General Motors Corp. today awarded IT contracts worth approximately $7 billion over five years to six vendors, including Electronic Data Systems Corp., which is now responsible for most of GM's IT operations, as well as IBM and Indian offshore firm Wipro Ltd.
The other winners of outsourcing deals from the automaker are Hewlett-Packard Co., Capgemini and Covisint, a subsidiary of Compuware Corp.
EDS will continue to have the most business at GM, but somewhat less than it has today, GM officials said in a statement, while HP and Capgemini will increase their existing business.
IBM, Compuware Covisint and Wipro "will continue to be strategic IT partners to GM," the automaker said. It planned to offer more details about its IT plans later this morning.
"This is a significant milestone for General Motors and its Information Systems & Services Group," Ralph Szygenda, group vice president and CIO at General Motors, said in a statement. "Of critical importance is the focus we have had on driving innovation and supporting future globalization and digitization of the company."
Details about the contract splits and values were not immediately available.
GM said the contracts awarded today amount to about half of what it expects to spend on IT with outsourcing vendors and systems integrators over the next five years.

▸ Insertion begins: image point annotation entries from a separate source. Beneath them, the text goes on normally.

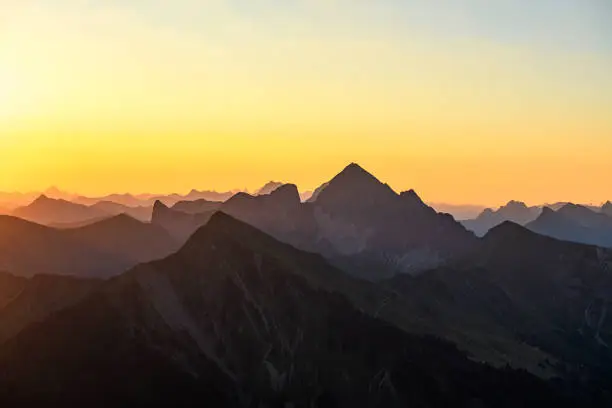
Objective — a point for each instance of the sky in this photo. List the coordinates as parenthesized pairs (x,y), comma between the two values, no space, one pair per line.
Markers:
(466,101)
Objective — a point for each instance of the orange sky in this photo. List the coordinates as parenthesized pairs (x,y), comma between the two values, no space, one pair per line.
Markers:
(100,97)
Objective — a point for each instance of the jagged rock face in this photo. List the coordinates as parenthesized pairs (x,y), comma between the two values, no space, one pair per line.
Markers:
(280,214)
(238,319)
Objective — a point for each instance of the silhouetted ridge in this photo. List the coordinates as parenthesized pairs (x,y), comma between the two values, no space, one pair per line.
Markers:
(509,230)
(412,198)
(159,206)
(220,226)
(354,187)
(607,208)
(287,193)
(269,187)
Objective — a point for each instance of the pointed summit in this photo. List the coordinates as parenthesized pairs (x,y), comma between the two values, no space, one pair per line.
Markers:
(269,188)
(287,193)
(353,186)
(607,208)
(43,198)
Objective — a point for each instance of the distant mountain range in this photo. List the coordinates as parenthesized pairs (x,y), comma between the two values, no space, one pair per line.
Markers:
(357,222)
(359,296)
(236,318)
(102,249)
(520,213)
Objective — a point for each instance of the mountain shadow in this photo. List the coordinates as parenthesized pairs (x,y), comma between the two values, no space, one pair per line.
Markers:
(514,211)
(575,223)
(236,318)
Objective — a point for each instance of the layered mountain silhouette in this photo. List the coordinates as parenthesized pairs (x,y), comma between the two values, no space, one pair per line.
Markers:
(514,211)
(47,211)
(268,188)
(141,213)
(607,208)
(459,211)
(197,206)
(522,299)
(102,249)
(236,318)
(354,220)
(575,223)
(179,224)
(127,238)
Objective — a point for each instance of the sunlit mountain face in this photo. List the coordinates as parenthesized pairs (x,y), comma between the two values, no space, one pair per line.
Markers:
(299,204)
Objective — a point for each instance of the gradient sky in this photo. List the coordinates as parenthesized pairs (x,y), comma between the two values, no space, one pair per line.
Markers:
(473,101)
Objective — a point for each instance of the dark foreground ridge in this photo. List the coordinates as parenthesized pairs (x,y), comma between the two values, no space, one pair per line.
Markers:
(236,318)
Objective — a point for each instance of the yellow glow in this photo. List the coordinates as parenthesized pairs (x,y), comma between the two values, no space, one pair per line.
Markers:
(103,101)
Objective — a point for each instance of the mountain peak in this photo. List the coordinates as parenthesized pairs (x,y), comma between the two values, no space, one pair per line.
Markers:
(508,230)
(158,205)
(287,192)
(412,197)
(42,198)
(269,188)
(354,184)
(354,169)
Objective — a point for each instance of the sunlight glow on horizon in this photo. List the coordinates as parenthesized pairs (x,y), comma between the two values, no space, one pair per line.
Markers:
(100,97)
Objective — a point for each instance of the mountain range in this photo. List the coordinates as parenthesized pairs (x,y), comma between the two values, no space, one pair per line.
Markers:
(575,223)
(236,318)
(359,296)
(101,249)
(357,222)
(520,213)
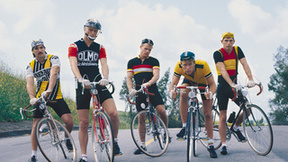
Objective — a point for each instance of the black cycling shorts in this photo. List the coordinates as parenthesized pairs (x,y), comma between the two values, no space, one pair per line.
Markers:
(83,100)
(225,92)
(155,100)
(60,107)
(190,83)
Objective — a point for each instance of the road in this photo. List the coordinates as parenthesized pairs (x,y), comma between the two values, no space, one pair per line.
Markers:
(17,149)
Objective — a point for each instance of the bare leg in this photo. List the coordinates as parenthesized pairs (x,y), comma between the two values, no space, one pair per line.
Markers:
(83,116)
(110,108)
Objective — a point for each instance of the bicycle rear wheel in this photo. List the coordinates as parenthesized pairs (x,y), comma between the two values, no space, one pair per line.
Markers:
(203,134)
(258,130)
(149,128)
(189,136)
(55,145)
(102,138)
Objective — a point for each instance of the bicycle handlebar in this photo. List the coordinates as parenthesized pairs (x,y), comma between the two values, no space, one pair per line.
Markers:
(236,94)
(142,90)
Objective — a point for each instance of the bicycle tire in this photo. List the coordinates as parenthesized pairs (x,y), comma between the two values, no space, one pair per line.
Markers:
(203,133)
(49,141)
(156,138)
(258,130)
(102,138)
(189,135)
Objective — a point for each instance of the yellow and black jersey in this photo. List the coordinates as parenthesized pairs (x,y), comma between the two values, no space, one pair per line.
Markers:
(230,60)
(202,71)
(142,70)
(42,74)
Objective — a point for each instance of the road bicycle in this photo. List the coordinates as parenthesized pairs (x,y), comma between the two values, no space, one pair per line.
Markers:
(195,129)
(256,125)
(53,139)
(102,132)
(148,127)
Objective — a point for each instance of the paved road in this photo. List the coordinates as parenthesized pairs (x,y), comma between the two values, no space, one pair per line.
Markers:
(17,149)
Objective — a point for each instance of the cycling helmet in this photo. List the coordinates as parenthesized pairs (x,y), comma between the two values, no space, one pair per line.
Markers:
(94,24)
(37,43)
(187,56)
(146,40)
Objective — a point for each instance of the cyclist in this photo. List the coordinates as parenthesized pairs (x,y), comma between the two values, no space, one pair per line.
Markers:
(145,71)
(84,56)
(195,72)
(226,60)
(46,69)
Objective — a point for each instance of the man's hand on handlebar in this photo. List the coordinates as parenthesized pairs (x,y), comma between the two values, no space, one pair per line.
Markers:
(85,82)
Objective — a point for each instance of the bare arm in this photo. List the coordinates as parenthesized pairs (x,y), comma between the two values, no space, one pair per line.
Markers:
(246,68)
(105,69)
(225,75)
(155,76)
(174,82)
(212,85)
(53,76)
(74,67)
(30,86)
(129,81)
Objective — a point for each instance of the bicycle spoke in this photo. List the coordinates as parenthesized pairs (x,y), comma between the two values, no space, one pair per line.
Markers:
(258,130)
(102,138)
(149,128)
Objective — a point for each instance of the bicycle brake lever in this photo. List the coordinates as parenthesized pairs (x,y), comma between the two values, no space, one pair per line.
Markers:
(21,112)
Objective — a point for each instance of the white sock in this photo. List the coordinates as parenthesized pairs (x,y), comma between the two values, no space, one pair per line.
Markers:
(34,153)
(210,142)
(184,125)
(84,157)
(143,144)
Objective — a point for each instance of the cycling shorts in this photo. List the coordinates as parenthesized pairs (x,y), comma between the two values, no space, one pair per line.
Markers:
(190,83)
(225,92)
(83,100)
(59,106)
(155,100)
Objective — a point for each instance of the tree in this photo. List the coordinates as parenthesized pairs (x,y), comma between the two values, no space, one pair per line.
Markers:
(279,85)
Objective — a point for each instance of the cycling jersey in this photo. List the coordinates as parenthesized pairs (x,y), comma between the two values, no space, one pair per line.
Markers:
(142,70)
(202,72)
(88,64)
(42,74)
(87,58)
(224,91)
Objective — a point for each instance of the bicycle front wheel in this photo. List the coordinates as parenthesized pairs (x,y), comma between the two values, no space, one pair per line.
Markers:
(203,134)
(54,141)
(148,128)
(258,130)
(102,138)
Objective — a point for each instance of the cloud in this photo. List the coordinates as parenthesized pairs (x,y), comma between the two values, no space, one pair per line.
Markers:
(260,25)
(27,12)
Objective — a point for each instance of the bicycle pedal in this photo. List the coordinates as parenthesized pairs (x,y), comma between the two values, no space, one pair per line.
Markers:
(181,139)
(119,154)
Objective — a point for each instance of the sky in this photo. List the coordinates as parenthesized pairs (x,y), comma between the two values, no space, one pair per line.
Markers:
(260,28)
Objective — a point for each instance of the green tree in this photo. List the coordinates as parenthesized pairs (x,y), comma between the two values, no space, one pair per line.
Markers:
(279,85)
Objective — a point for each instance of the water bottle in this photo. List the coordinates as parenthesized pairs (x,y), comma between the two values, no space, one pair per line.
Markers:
(231,117)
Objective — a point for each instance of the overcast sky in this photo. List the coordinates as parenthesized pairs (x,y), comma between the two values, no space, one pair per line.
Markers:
(260,27)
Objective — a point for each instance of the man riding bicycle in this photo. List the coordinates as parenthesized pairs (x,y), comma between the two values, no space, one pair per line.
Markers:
(197,73)
(145,71)
(84,57)
(226,60)
(46,69)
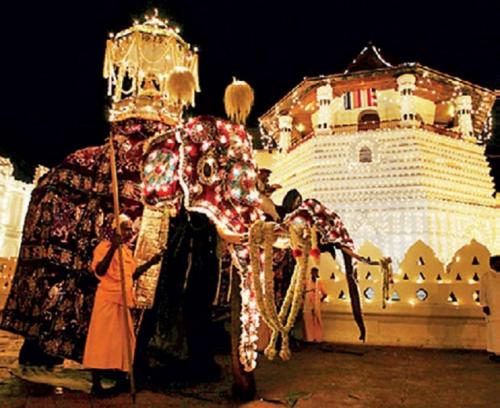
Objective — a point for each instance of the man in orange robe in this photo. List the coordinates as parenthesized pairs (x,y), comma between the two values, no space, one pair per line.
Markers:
(314,294)
(106,346)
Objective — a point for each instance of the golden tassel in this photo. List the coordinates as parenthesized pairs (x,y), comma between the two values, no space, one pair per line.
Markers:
(238,101)
(181,86)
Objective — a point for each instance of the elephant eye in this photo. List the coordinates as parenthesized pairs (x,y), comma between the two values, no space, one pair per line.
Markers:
(207,169)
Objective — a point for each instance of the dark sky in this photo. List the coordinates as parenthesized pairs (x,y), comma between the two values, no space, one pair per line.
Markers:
(52,54)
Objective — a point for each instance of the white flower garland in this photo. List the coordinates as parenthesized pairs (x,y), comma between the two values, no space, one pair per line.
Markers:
(280,323)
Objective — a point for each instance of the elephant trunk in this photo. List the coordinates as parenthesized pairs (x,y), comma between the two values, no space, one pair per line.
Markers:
(354,295)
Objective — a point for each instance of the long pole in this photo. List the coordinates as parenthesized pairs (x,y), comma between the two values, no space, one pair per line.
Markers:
(116,206)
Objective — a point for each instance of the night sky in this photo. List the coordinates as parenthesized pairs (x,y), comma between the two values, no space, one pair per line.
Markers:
(54,98)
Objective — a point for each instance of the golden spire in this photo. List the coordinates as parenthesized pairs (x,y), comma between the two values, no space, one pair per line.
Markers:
(138,64)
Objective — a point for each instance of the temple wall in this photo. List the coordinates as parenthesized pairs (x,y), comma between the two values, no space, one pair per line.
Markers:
(430,304)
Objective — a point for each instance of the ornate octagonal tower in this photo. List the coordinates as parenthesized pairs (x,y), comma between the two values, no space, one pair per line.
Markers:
(395,150)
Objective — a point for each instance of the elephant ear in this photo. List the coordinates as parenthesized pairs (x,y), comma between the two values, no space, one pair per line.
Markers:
(160,171)
(238,101)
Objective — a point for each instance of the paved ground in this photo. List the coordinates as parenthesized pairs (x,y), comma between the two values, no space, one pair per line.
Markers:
(316,376)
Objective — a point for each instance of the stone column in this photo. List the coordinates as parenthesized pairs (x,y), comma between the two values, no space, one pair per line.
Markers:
(406,87)
(324,96)
(463,109)
(285,126)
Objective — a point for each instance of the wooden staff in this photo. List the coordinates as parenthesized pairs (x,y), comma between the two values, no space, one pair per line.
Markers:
(116,206)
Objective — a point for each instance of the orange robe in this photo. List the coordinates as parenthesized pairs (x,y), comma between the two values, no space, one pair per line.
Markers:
(106,346)
(313,325)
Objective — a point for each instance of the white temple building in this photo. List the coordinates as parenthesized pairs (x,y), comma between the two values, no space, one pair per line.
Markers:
(396,151)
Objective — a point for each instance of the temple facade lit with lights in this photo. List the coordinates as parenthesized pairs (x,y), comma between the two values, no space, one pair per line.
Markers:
(396,151)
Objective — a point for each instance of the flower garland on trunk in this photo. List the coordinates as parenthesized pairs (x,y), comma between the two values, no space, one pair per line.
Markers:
(262,234)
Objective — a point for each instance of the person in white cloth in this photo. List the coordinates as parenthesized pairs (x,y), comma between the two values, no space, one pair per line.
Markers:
(490,301)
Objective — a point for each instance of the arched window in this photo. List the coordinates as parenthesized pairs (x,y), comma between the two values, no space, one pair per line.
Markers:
(365,155)
(368,120)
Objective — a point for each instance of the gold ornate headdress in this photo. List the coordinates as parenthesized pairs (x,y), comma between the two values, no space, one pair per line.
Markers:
(151,71)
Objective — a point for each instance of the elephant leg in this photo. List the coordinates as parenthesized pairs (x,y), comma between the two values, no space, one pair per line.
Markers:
(354,295)
(244,388)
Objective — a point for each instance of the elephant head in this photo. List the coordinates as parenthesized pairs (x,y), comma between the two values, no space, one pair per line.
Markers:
(206,165)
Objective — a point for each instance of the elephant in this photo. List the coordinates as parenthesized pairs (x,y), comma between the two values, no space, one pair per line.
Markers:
(203,172)
(204,166)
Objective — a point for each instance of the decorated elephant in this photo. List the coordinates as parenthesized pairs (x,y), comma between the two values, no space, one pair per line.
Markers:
(183,183)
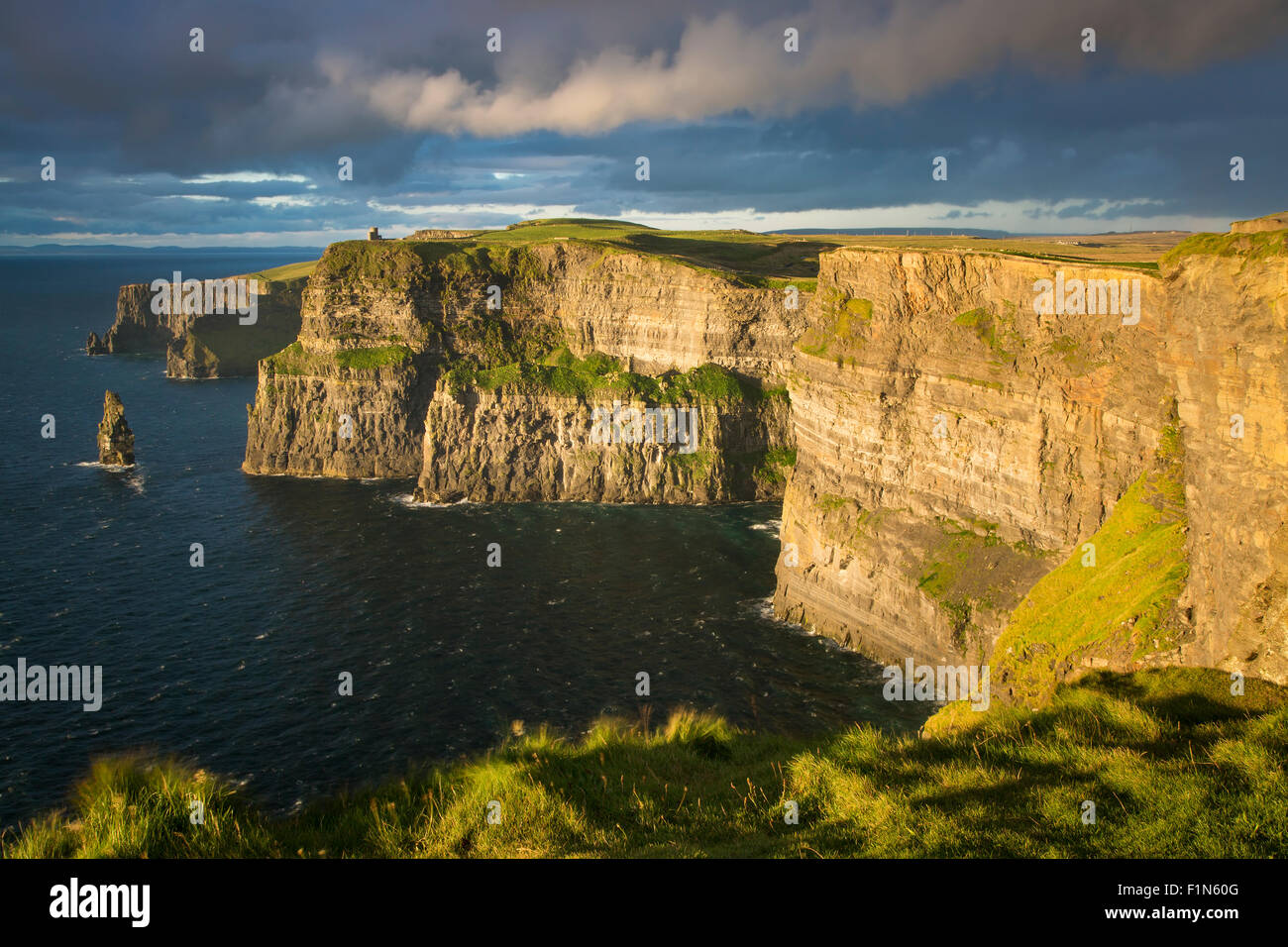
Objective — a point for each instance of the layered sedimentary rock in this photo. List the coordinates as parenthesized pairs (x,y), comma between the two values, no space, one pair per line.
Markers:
(496,445)
(939,419)
(115,438)
(961,424)
(384,321)
(201,343)
(1228,356)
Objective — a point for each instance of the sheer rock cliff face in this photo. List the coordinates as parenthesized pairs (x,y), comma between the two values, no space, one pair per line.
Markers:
(953,446)
(380,322)
(200,346)
(1228,356)
(945,407)
(482,445)
(137,328)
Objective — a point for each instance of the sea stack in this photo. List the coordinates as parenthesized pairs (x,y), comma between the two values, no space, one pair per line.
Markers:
(115,438)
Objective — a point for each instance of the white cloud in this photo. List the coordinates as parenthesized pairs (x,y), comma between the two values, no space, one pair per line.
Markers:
(295,201)
(245,178)
(851,55)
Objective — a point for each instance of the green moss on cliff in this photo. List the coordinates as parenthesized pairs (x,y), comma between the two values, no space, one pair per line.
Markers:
(840,331)
(996,331)
(294,360)
(1120,608)
(599,375)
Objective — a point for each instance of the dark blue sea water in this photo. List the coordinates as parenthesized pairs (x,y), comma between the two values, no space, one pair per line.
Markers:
(233,667)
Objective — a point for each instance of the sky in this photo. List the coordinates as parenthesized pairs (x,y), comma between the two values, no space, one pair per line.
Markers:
(240,145)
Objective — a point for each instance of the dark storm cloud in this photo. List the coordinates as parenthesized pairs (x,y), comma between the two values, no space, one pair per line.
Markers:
(439,129)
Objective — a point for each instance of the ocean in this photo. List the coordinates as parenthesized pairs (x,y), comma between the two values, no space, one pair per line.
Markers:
(236,667)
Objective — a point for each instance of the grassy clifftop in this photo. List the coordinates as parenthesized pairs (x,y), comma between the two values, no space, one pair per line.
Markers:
(1173,763)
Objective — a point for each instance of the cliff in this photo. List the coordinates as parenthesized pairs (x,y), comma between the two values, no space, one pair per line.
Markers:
(115,438)
(201,344)
(1041,463)
(384,324)
(954,446)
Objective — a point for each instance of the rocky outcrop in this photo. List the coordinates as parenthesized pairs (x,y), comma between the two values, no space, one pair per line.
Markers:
(958,424)
(931,402)
(381,322)
(939,420)
(1261,224)
(197,343)
(528,445)
(115,438)
(1227,355)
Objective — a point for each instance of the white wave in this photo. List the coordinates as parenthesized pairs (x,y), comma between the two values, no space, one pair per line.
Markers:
(410,501)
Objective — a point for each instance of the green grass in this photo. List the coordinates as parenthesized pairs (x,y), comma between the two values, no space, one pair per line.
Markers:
(996,331)
(1120,608)
(288,272)
(750,261)
(1250,247)
(840,331)
(1175,764)
(294,360)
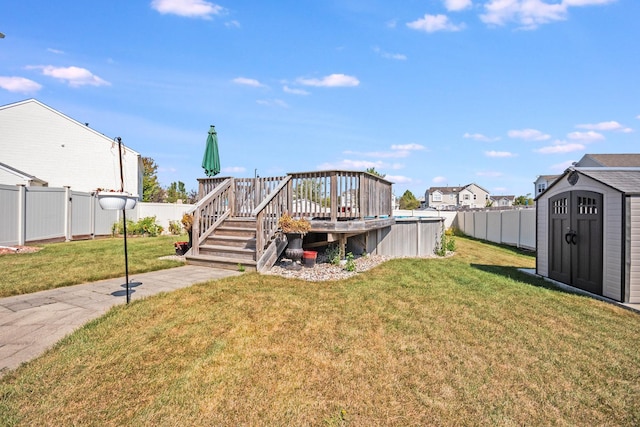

Based on current expenditures, GM would have laid out about $15 billion during that period, but it also said the changes announced today will cut costs.
"Over the next five months, we will focus our efforts on assuring a smooth transition," Szygenda said. "Our primary goals are to avoid any business disruption and ensure our efforts fully support the company's global operations."
GM's existing telecommunications contracts expire at year's end, and the automaker said new versions of those contracts will be awarded later in the year. It added that the rest of the expected contracts with services firms will be awarded "as a part of the natural business process," as GM's Information Systems and Services unit assesses spending needs for things such as hardware and software purchases and development and deployment of new systems.
GM's announcement, which came before the financial markets opened, has been one of the most anticipated outsourcing decisions ever -- and not just because of the stakes involved for vendors.
Szygenda, in an interview last year, made it clear that he wants to use IT to help transform his company and said GM's outsourcing contracts won't be based on low price alone.
"You've got to realize that information technology is a catalyst for change at General Motors. The whole end goal ... is to build the greatest cars and trucks, not to build great IT -- it's just an enabler. Whoever can help me do that, do that together ... that's going to be the company that wins at General Motors," Szygenda said.
But the company is also facing serious cost pressures and last week posted a $4.8 billion loss for the fourth quarter.
EDS, in Plano, Texas, has the most at stake. The company now manages about two-thirds of GM's IT operations with the remainder split among multiple vendors.
GM began outsourcing IT in a major way in 1996 when it took EDS, then its IT subsidiary, and turned it into an independent company and gave it a 10-year contract that expires this year. Ross Perot founded EDS in 1962, and GM acquired it in 1984.
GM's move to award its IT work to multiple vendors is in keeping with a broad IT trend toward multisourcing -- reducing a company's dependency on any one vendor by dividing up more of the work. Multisourcing also means ensuring that vendors work well together; GM has been particularly interested in getting vendors to improve integration and adopt standards.
Along those lines, Fred Killeen, GM's chief technology officer, played a key role in getting Sun Microsystems Inc. and Microsoft Corp. to cooperate. The two companies are working with GM on a single-sign-on standard. Without that effort, GM would likely have to turn to customized and costly solutions, Killeen said in an interview last year.
It was not immediately clear what portion of the automaker's IT spending will go to offshore work. More and more companies are using offshore outsourcing to cut costs, either by hiring foreign firms directly or signing global delivery agreements with U.S.-based firms, which then have portions of the work done overseas.
Houston-based Technology Partners International Inc. said last month the trend is toward offshoring. TPI said that of all the outsourcing contracts it worked on last year -- which amounted to about one-third of all major outsourcing deals signed by large firms worldwide -- more than half involved some offshore component, far more than in prior years.